The lawsuit twirls about the incriminating Citron Research report where it claimed that Jumia had declined to state in their F-1 filing that 41% of purchases were returned, not delivered or canceled.
“In 18 years of publishing, Citron has never seen such an obvious fraud as Jumia. As the media in the US is naively anointing Jumia as the ‘Amazon of Africa’, the media in its home country of Nigeria has a plethora of articles discussing the extensive fraud in this Nigerian company. Not also that difficult Nigerian prince can coat this one up,”CITRON REPORT
The lawsuit states that the allegation made by the company were ‘substantially false and misleading’ when they were made because they ‘failed to reveal the following antagonistic facts:
- Jumia had materially exaggerated its current customers and active merchants;
- That Jumia descriptions about its orders, order cancellations, undelivered orders, and returned orders lacked a satisfactory factual basis and materially overstated the Company’s sales;
- That Jumia failed to sufficiently reveal associated party transactions; and
- That Jumia’s financial statements were presented in violation of applicable accounting measures.
This is not going well for Jumia and we will have to wait and see how this lawsuit will turn out in court and the impact it will have on Jumia’s shares.
A sense of elation was clear as the stock soared in New York.
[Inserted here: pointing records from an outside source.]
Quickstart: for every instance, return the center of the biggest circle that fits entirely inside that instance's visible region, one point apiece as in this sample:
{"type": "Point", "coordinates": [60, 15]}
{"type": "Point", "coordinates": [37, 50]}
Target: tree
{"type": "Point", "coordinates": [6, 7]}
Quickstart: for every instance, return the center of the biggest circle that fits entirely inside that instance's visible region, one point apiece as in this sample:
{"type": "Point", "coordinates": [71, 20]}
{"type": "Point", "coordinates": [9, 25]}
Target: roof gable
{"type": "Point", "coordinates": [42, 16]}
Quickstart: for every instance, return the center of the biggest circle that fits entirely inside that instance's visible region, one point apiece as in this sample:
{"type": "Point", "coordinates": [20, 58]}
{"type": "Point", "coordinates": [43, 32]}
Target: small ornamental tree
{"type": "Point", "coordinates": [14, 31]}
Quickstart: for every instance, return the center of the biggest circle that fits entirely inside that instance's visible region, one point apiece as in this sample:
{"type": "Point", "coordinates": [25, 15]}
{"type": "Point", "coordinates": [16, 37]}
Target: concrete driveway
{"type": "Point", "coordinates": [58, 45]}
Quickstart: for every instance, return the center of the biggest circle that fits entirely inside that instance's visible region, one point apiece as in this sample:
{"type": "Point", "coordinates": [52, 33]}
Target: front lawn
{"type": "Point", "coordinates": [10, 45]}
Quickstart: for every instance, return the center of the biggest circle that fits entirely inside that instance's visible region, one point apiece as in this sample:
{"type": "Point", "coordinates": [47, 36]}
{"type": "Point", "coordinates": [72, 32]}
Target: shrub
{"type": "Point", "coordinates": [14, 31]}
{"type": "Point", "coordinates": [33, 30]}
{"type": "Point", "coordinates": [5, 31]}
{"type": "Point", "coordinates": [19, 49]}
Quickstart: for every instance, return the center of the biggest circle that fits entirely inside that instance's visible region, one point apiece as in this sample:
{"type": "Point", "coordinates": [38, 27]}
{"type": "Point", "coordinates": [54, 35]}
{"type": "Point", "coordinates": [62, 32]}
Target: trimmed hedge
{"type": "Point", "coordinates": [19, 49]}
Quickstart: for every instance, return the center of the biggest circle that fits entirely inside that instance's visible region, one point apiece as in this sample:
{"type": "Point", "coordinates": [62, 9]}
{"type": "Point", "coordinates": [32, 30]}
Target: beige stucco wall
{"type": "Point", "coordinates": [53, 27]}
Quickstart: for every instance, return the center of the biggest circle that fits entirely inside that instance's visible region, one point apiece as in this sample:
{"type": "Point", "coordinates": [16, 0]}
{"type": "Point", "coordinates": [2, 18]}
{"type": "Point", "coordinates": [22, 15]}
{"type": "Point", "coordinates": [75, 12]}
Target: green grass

Steven Grin, managing partner of Lateral Capital in New York, a Jumia shareholder, called the listing “a watershed moment” for entrepreneurship in Africa. Jumia, he argues, stands comparison with Alibaba in 2005 when Yahoo! bought a 40% stake.
Other investors, nonetheless, were more cautious. “We have seen MTN being burnt over and over again in Nigeria”, said Byron Lotter, portfolio manager at Vestact Asset Management in Johannesburg. Investing in Jumia “does arise with difficult political jeopardies”. MTN has said that a planned IPO of its Nigerian section is on hold until a $2bn tax row with the Nigerian authorities is resolved.